Fear of being banned has also calmed me: Sreesanth
Ayurvedic treatment may have played its part in calming down S Sreesanth, but the mercurial Indian pacer says another factor that has helped him control his infamous temper is the threat of an ICC ban that may be imposed if he crosses the line the next time.
"Ayurvedic treatment and yoga is helping me stay calm. And besides, if I mess up the ICC may ban me for at least three Tests and I keep this thing in mind when I take the field," Sreesanth, who was here to launch a scholarship programme for kids, told reporters today.
"That is one of the reasons that has made me 'shanth' (quiet) now. Even my name says santh," he quipped.
The flamboyant pacer, who has a history of being involved in on-field spats with rival teams, said he has finally learnt to draw the line.
"For instance in Australia, I told myself that there is a very thin line between foolishness and bravery.
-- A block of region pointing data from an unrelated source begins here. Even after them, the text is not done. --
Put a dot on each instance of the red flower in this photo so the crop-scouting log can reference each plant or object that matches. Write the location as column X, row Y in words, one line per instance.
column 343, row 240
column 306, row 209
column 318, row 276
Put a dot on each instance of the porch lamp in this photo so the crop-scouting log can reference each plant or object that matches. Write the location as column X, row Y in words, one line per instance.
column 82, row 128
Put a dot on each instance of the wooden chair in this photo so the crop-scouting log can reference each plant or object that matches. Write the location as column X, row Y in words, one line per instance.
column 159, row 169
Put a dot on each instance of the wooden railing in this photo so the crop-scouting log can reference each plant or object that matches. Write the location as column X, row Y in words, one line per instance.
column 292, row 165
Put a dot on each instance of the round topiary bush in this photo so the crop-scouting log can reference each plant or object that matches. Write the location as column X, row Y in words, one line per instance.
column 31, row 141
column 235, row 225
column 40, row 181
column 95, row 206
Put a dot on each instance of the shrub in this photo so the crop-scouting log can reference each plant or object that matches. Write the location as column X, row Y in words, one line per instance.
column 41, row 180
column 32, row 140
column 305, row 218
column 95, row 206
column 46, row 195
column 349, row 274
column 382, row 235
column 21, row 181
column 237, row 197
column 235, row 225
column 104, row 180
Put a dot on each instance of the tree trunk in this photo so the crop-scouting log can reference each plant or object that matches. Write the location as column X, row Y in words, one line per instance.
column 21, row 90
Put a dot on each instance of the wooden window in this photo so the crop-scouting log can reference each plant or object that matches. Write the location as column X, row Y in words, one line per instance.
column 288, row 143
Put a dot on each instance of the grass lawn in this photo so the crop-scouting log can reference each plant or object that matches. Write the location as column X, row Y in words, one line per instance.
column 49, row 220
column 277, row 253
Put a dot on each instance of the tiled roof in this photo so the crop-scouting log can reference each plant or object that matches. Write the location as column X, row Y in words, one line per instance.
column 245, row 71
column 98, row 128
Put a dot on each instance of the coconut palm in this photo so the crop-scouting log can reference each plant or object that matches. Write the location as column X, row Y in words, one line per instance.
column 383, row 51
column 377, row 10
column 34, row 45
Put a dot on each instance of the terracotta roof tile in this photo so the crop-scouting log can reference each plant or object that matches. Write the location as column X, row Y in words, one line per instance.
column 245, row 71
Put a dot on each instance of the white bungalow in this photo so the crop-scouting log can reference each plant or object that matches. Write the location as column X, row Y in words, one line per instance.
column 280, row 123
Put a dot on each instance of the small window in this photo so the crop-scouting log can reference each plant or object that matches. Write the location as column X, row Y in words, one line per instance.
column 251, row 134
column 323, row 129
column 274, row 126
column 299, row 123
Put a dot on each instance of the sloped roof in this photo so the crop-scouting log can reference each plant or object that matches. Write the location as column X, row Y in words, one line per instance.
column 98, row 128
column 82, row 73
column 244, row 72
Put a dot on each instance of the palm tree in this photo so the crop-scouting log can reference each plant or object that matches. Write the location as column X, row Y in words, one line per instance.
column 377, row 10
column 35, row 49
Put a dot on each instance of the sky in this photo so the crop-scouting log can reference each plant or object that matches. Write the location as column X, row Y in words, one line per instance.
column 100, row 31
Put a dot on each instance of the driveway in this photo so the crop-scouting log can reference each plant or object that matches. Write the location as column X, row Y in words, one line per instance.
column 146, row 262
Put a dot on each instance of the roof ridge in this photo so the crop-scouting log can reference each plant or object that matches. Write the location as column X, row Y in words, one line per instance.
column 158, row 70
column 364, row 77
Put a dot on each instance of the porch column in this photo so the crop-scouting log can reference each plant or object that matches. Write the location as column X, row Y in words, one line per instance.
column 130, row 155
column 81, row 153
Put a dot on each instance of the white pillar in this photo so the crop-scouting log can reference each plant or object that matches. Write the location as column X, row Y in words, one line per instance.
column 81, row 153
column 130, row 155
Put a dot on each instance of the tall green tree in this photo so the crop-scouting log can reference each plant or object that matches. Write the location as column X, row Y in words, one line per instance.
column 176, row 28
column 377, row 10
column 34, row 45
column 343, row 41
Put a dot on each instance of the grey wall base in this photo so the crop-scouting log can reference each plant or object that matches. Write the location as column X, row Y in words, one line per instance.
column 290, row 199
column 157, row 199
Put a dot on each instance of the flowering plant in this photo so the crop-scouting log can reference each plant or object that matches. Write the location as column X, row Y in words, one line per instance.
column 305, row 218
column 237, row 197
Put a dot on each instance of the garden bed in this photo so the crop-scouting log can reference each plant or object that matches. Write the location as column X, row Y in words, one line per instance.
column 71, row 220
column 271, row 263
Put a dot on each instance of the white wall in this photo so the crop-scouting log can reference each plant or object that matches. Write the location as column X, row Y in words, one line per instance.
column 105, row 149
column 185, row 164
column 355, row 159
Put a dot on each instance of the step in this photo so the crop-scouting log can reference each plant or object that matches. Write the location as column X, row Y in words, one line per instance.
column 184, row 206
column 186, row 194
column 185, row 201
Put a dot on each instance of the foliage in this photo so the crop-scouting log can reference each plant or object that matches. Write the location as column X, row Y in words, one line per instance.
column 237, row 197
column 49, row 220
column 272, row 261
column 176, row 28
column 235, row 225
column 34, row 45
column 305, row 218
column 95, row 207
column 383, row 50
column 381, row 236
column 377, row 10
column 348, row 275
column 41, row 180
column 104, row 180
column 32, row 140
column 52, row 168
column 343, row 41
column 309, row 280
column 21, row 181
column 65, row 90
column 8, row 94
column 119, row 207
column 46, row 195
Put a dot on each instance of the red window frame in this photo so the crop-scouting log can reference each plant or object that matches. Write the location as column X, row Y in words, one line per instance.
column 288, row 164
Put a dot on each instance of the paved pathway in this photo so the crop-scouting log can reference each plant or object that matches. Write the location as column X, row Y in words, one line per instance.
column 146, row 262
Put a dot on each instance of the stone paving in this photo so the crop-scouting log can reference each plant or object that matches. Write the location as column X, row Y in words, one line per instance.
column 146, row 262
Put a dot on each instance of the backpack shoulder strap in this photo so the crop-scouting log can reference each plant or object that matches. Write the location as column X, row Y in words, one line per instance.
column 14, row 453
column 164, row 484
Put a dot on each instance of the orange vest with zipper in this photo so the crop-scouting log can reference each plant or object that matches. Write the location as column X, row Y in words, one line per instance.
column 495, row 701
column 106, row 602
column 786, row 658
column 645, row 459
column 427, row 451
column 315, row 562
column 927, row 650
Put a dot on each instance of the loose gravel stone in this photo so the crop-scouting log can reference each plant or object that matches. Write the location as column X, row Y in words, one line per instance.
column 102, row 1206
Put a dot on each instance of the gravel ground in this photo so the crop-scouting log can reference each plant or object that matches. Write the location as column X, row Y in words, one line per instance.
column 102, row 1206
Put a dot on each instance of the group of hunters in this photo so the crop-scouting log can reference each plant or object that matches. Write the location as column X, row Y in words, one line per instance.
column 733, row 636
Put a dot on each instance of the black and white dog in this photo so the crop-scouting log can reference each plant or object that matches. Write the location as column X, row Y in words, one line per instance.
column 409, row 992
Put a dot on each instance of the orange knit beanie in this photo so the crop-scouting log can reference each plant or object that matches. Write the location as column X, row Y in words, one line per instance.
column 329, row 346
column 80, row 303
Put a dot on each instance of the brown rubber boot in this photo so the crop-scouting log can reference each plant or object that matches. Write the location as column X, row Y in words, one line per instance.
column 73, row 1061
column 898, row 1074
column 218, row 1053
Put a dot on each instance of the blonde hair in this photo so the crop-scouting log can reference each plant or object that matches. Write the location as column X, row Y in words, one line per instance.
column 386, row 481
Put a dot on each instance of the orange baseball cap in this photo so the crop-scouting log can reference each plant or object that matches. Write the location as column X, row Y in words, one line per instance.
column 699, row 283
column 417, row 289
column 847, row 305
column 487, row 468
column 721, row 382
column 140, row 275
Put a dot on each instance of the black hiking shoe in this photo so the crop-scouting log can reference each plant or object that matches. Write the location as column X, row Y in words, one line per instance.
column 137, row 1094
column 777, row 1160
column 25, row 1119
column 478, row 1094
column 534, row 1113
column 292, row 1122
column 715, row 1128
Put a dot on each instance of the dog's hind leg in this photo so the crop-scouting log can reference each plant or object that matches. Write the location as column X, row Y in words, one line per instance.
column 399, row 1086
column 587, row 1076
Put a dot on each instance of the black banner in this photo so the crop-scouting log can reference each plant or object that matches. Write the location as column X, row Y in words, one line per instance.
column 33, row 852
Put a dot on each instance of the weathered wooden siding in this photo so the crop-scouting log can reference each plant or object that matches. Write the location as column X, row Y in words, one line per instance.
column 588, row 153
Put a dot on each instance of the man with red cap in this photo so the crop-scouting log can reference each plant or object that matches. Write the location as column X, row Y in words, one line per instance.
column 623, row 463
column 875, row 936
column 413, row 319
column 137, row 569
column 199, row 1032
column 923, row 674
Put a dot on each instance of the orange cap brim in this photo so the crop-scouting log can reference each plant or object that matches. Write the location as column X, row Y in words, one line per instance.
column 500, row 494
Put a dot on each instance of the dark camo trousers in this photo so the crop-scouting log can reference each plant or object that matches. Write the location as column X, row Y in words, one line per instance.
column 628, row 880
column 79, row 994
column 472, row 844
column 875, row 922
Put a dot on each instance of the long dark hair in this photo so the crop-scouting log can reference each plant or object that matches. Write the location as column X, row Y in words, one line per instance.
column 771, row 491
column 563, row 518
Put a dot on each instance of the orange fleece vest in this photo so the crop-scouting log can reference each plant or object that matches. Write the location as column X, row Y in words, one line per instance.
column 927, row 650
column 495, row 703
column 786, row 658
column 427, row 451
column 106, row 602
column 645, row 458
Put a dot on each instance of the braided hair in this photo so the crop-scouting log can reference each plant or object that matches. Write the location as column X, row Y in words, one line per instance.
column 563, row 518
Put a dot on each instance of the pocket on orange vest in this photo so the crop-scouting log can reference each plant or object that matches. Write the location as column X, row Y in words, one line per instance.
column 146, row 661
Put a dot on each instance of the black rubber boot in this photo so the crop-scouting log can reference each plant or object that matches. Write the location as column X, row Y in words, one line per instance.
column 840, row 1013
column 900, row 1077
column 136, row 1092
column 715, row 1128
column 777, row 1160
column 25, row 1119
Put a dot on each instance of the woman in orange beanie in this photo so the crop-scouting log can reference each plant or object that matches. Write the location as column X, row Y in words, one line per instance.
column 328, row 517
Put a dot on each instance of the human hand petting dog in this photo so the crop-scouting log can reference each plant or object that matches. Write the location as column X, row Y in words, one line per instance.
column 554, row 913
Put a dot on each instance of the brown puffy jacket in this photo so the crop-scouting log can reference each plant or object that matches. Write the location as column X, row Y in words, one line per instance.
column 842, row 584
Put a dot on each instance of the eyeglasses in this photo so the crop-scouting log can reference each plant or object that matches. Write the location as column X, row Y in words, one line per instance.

So everytime I got angry over something, I just rushed back to my run-up to calm myself," he said.
In fact, the tour Down Under was uncharacteristically quiet for Sreesanth where neither his temper nor his bowling could put him in spotlight but the Kerala bowler said he did have his moments despite coming back from an injury layoff.
"I couldn't do all that well in Australia because I was coming back from a shoulder injury and had very little practice going into the series," he explained.
"But I did play my role at crucial junctures and hopefully I will do better in the upcoming series against South Africa," he added.
On the shoulder niggle that has been troubling him, Sreesanth said ayurvedic treatment has helped him recover from a condition where a surgery would have taken him off the game for at least six months.
"If I had gone for surgery then I was sure to miss out for six months. But a 21-day ayurvedic treatment program helped immensly to get me fit for the ODI series in Australia and it is getting better now. It has been tough but I am enjoying myself now," he said.
Sreesanth feels next week's three-Test series against South Africa at home would be tough for him as pitches in India have a reputation of being not too pace-friendly.
"It will be tough but this implies to all the fast bowlers not just me. But there has to be a way to succeed. I guess we just have to keep the basics right," he said.
The 25-year-old bowler said the pressure of performing well in front of adoring home fans will also spur him to give his best.
"There will be pressure to perform well after the team's success this season but I enjoy it. I guess, the more the pressure the more we perform well," he said.
"I will not target any particular batsman as all of them are very good. I will just try to keep the basics right. I didn't really do well in Australia but in India I generally perform better. I am a much more matured cricketer now," he said.
He credited the improvement to bowling coach Venkatesh Prasad and fielding coach Robin Singh.
"It was really nice having Venky bhai and Robin sir. They helped me a lot. Robin sir assisted me in improving my bowling to left handers as he himself was a left hander.
"My fielding was not all that good but Robin sir has brought about improvement in that aspect as well," Sreesanth said.
Away from the field, Indian cricketers have also been making news for their fascination for several Bollywood starlets but Sreesanth clarified, "We are not chasing them, they are running after us."
On being asked about his much-talked about admiration for former Miss World Priyanka Chopra, Sreesanth said a minor publicity campaign for a soap was taken too seriously by the media.
"It was an advertising campaign for a soap commercial ... a mere joke. But I enjoyed it and it was fun, there was nothing serious about it," he said.
"Besides as long as I am single, I don't have to run after any Bollywood actress," he added.